Le monument aux morts est le lieu de mémoire par excellence de la Première Guerre mondiale. Ce samedi, des cérémonies commémoratives ont été organisées partout en France, à l’occasion de l’Armistice du 11 novembre 1918, près de ces lieux. Aujourd’hui, il y a plus de 40 000 monuments aux morts disséminés dans tout le pays et, contrairement à ce que l’on pourrait croire, ils sont tous différents les uns des autres et racontent à la fois une histoire nationale et locale.

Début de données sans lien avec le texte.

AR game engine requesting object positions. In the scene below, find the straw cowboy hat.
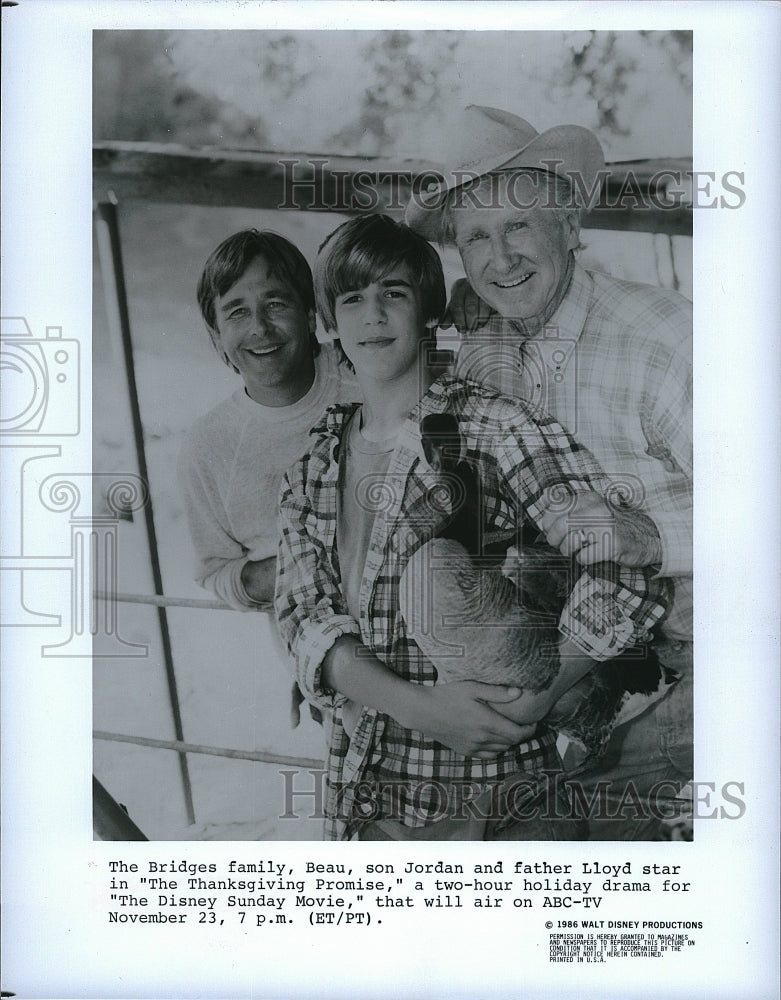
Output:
[405,104,605,240]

Il se situe au bord de la route qui mène de Villers-sur-Mer à Houlgate, sur la magnifique côte fleurie normande. Sur cet obélisque, un soldat bleu pétant, les bras croisés, le menton relevé, semble réfléchir en regardant vers l’horizon. Au-dessus, un drapeau français en berne et l’inscription « Auberville à ses enfants morts pour la France 1914-1918 ». En dessous, une palme enserre en partie une plaque d’une quinzaine de noms : C. Boudet 1914 ; L. Marie 1916 ; A. Plantheureux 1916 ; A. Lecornichon 1917…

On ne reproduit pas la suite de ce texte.